Seven of the last 10 champions in the 21st annual Birmingham Athletic Club event have come from Egypt, but Europeans went 5-0 with three Englishmen earning wins, along with two Frenchmen.

Egypt’s Mohamed ElSherbini, India’s Vikram Malhotra and Qatar’s Abdulla Mohd Al Tamimi also earned wins while the event’s three Americans were all eliminated.

Americans Todd Harrity and Shahjahan Khan were shown the exit in late matches with England’s George Parker topping Harrity, 11-8, 11-9, 11-9, and Malhotra closing out Khan, 14-12. 11-9, 11-5.

Parker came up with big shots when he needed to against Harrity to win all three games.

“I think I was probably a bit clever on crucial points,” Parker said. “It was pretty much 50/50 squash, I just think he made three or four errors a game.”

Khan, who was born in Pakistan but lives in Boston, battled a shin injury during his loss.

England’s Richie Fallows opened the sweep of the Yankees by topping Chris Hanson, 11-8, 11-6, 9-11, 11-7. Fallows battled a back injury throughout, but came through in the physical match after taking an injury timeout late in the third.

“It’s a court that’s quite quick and it’s a bit of a leveler,” said Fallows, who is playing in the MCO for the third year. He gave a shout-out to his host family, the Barrs, who make him feel right at home in metro Detroit.

“So I knew that I was going to have to play some good squash, hit some winners. I just kind of dug in today, waited for my opportunity, and luckily it came up.”

Still, despite quick exits for the Americans, Parker said squash in the MCO’s home country is on the rise.

“Definitely, the younger generation I can see coming up, I’ve heard there’s quite a lot of young 13, 14, 15 year-old lads coming who are going to be testing us,” mused the Englishman. “You’re always going to because (US has) the massive players, and now you’ve got the funding involved in the college squash. It’s bound to come through in the end. Numbers work, it’s what Egypt shows, they’ve got numbers, and you’ll have some that can play.”

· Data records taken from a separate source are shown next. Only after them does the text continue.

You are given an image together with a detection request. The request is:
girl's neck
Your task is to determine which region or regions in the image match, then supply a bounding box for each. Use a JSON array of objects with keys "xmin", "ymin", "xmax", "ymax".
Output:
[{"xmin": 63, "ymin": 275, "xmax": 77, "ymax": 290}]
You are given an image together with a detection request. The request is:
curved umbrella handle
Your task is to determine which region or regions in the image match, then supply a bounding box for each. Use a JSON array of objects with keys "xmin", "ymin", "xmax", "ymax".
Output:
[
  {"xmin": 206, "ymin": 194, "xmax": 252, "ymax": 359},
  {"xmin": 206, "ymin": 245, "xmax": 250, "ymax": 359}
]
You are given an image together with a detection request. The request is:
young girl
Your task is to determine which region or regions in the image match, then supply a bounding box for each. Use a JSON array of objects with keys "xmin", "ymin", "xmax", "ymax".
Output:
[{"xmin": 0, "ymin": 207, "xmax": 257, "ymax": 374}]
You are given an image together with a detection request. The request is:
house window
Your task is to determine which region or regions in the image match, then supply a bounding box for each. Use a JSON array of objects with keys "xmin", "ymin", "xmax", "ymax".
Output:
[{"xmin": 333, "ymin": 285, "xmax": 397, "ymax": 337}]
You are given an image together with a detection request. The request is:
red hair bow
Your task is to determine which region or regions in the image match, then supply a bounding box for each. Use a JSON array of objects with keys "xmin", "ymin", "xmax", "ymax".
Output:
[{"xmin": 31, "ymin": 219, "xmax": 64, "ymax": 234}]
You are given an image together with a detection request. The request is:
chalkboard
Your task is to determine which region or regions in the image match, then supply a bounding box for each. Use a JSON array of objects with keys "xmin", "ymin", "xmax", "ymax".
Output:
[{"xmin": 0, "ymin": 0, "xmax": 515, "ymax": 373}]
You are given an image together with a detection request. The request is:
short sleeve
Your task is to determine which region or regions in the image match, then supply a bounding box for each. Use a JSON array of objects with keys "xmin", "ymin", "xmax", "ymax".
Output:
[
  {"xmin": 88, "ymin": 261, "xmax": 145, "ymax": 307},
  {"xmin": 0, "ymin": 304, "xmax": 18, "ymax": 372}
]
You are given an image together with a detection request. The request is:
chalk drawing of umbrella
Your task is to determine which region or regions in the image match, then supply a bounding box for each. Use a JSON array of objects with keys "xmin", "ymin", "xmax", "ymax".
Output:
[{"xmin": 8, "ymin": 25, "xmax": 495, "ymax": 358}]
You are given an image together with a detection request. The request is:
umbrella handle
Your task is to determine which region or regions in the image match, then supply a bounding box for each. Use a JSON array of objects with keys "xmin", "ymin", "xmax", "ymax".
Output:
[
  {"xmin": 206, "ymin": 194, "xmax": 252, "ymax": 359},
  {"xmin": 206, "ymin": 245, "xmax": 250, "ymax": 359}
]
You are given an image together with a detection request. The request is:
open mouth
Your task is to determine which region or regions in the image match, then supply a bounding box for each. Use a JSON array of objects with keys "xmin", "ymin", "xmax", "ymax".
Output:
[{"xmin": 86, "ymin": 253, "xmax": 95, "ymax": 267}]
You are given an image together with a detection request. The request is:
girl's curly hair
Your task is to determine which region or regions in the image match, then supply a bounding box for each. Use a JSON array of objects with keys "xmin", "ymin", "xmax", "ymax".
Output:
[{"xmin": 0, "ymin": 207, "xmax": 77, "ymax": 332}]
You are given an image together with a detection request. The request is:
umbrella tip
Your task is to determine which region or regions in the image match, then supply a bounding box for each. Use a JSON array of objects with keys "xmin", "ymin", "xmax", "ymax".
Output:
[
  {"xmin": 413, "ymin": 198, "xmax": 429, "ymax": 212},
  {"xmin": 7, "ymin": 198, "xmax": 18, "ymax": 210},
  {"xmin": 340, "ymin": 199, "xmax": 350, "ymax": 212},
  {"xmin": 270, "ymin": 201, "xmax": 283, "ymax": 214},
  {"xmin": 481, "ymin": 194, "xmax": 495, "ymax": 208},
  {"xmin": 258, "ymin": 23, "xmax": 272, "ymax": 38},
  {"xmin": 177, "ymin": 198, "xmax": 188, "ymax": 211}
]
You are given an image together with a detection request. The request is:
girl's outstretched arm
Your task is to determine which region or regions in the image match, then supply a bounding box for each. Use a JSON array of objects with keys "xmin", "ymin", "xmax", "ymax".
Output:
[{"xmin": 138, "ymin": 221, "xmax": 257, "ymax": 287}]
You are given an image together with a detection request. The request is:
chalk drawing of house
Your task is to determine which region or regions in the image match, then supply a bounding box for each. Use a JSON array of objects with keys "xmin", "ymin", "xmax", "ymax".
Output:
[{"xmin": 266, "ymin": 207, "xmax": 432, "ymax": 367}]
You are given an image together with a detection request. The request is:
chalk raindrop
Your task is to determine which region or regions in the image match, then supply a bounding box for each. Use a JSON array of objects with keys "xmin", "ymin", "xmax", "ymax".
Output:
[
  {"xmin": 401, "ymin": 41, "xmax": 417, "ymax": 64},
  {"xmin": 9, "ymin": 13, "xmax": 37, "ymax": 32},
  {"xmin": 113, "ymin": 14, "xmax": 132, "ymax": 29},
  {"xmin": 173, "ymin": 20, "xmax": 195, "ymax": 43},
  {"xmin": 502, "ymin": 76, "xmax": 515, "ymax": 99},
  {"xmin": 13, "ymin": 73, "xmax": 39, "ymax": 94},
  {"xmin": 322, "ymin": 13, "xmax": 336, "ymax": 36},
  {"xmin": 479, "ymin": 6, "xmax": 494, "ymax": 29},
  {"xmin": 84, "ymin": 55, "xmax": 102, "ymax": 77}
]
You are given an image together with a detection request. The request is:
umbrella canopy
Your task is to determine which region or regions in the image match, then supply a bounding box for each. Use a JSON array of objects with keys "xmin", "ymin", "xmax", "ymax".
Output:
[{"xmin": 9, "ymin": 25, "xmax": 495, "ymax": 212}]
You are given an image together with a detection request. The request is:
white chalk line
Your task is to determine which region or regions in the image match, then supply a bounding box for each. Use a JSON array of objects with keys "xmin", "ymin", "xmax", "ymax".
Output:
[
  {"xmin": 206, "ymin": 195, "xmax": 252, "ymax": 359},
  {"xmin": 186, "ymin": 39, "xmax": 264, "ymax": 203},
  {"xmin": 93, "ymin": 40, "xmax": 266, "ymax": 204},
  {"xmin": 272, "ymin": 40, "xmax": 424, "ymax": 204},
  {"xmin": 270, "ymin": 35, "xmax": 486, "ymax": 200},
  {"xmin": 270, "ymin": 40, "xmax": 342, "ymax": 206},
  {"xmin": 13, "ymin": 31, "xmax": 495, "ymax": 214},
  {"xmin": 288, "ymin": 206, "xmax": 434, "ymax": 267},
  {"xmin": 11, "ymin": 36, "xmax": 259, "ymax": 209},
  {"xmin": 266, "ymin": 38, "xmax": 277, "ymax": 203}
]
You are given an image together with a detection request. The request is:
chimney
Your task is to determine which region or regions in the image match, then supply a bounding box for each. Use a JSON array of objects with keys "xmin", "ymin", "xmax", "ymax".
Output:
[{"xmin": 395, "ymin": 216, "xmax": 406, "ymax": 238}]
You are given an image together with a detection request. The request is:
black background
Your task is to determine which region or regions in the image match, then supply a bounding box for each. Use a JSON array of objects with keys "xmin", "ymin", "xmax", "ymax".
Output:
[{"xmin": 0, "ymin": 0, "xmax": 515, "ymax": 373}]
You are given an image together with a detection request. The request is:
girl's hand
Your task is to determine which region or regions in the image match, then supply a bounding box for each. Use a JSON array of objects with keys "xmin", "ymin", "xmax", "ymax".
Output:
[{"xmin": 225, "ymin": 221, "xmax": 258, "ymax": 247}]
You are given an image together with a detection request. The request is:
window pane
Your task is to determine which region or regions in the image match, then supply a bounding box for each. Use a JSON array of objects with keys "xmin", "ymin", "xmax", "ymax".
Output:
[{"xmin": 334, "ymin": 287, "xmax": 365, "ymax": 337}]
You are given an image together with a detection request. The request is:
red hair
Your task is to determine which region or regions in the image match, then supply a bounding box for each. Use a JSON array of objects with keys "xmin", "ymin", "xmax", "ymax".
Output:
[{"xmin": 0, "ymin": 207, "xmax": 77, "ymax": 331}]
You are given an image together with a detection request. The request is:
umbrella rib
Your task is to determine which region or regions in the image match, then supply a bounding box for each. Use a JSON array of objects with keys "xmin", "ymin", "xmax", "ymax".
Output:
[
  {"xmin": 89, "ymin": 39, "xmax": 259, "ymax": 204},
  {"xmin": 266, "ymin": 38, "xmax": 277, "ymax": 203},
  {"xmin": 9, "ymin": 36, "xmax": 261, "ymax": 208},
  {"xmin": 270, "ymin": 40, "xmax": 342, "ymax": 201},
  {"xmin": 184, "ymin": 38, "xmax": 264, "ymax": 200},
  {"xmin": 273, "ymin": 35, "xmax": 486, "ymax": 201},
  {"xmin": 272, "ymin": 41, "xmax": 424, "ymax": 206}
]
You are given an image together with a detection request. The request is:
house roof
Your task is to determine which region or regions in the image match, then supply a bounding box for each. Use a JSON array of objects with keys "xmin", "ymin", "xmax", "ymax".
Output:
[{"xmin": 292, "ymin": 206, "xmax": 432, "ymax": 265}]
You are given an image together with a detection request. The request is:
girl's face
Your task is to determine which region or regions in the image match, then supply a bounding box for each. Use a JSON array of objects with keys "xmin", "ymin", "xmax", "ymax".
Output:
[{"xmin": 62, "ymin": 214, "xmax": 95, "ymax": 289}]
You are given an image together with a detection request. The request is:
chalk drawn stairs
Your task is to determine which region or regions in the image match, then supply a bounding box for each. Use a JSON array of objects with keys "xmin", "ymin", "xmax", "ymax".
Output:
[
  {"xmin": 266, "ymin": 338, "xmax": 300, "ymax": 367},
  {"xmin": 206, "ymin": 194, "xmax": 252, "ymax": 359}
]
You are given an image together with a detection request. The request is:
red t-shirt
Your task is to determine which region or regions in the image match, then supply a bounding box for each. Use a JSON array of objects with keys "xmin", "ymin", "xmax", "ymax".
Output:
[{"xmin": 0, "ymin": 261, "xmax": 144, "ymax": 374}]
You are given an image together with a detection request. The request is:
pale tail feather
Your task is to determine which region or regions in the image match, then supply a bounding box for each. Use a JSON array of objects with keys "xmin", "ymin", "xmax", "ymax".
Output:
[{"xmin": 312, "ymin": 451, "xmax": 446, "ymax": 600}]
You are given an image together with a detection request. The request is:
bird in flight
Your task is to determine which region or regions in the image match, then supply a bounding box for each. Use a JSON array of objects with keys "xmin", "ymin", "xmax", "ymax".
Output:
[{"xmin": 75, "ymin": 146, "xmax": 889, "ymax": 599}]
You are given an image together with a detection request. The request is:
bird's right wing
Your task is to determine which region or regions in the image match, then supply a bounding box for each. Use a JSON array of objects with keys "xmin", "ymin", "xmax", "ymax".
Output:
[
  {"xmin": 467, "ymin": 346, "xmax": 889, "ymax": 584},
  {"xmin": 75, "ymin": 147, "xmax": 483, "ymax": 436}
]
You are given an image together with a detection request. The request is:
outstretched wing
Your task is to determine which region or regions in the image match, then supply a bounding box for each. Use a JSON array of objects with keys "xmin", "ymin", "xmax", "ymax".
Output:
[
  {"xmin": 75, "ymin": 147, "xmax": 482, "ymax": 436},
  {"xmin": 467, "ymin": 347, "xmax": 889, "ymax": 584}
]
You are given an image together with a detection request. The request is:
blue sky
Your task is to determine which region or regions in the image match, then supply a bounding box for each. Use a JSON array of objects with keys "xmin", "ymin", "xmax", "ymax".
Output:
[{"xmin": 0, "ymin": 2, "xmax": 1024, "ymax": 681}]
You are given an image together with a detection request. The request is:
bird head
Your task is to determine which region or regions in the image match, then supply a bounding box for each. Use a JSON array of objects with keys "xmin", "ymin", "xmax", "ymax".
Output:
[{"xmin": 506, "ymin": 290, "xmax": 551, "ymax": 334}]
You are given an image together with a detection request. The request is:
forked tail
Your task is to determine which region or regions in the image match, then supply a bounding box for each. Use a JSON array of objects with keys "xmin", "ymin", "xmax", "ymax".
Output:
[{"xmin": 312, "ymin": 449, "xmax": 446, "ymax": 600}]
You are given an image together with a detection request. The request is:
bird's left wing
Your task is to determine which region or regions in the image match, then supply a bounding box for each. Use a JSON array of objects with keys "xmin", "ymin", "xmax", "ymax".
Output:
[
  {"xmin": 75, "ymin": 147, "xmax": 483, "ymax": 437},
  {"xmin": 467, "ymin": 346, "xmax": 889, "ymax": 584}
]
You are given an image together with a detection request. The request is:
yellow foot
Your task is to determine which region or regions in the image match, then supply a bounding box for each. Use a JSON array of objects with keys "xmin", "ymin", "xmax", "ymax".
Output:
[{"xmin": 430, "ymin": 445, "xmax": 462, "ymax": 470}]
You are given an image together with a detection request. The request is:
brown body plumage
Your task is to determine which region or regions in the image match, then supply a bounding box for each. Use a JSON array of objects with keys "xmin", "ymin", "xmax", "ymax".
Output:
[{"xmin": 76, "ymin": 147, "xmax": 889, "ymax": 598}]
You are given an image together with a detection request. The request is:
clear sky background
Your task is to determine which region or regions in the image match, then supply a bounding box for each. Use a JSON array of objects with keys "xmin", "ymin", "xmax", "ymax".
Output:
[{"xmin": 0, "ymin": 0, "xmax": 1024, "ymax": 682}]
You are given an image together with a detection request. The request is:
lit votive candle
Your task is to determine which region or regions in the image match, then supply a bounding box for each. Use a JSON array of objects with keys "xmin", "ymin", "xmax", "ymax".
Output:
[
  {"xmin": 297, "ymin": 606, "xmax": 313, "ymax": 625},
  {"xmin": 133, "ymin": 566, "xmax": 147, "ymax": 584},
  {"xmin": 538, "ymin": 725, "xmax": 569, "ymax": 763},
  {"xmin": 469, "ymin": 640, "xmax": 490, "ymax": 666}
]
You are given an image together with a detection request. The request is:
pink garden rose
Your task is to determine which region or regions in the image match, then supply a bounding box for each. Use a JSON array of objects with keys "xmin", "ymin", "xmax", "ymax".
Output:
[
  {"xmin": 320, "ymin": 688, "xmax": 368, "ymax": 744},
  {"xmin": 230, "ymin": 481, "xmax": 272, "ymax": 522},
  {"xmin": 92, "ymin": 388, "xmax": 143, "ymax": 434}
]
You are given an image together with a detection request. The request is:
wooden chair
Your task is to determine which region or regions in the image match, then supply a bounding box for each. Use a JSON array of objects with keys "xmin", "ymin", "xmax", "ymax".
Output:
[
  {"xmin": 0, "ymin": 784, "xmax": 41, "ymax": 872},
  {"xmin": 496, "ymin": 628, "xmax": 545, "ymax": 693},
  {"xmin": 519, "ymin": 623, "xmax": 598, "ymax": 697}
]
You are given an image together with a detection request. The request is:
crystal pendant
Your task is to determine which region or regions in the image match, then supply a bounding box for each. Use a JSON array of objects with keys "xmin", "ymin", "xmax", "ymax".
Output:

Englishman Nathan Lake made quick work of India’s Aditya Jagtap in the opener, losing just 11 points in the 33-minute match.

Lake is coming off a tournament championship at the E.M. Noll Classic in Philadelphia on Sunday and is looking to continue his solid form.

“I’ve got miles on my legs, so I wanted to come out a bit intense,” said Lake, back in Michigan for the third time in four years. “It’s good to be sticking around for at least a few more days.”

France’s Benjamin Aubert did Lake six minutes better, beating India’s Ramit Tandon in 27 minutes, 11-4, 11-2, 11-4.

“It was a strange match, I think my opponent was a bit injured,” Aubert said. “I tried not to focus on him because he was hurt. I played my game, and tried to play as early as possible.”

Aubert’s countryman Sebastien Bonmalais won a four-game, 53-minute match against Mexico’s Arturo Salazar, which included 18 straight points won by the Frenchman.

Al Tamimi fought from 10-8 down in the first game to win it 12-10, taking the next two games much easier by 11-5 counts. El Sherbini topped Michael McCue, who lives in nearby Toronto.

Action continues Thursday with second round matches beginning at 5 p.m. Seeded players will make their MCO debuts in the second round against the eight players who advanced through Wednesday’s opening day.

Third-seeded defending champion Mohamed Abouelghar is in action at 6 p.m. against Al Tamimi, while 2018 MCO champion Marwan El Shorbagy, the second seed, plays Parker at 8 p.m.

Top-seeded Diego Elias of Peru, who lost to Abouelghar in last year’s final, opens play Thursday against Lake at 5 p.m. Miguel Rodriguez of Colombia, the 2015 champion, is also in the field, playing Fallows at 7 p.m.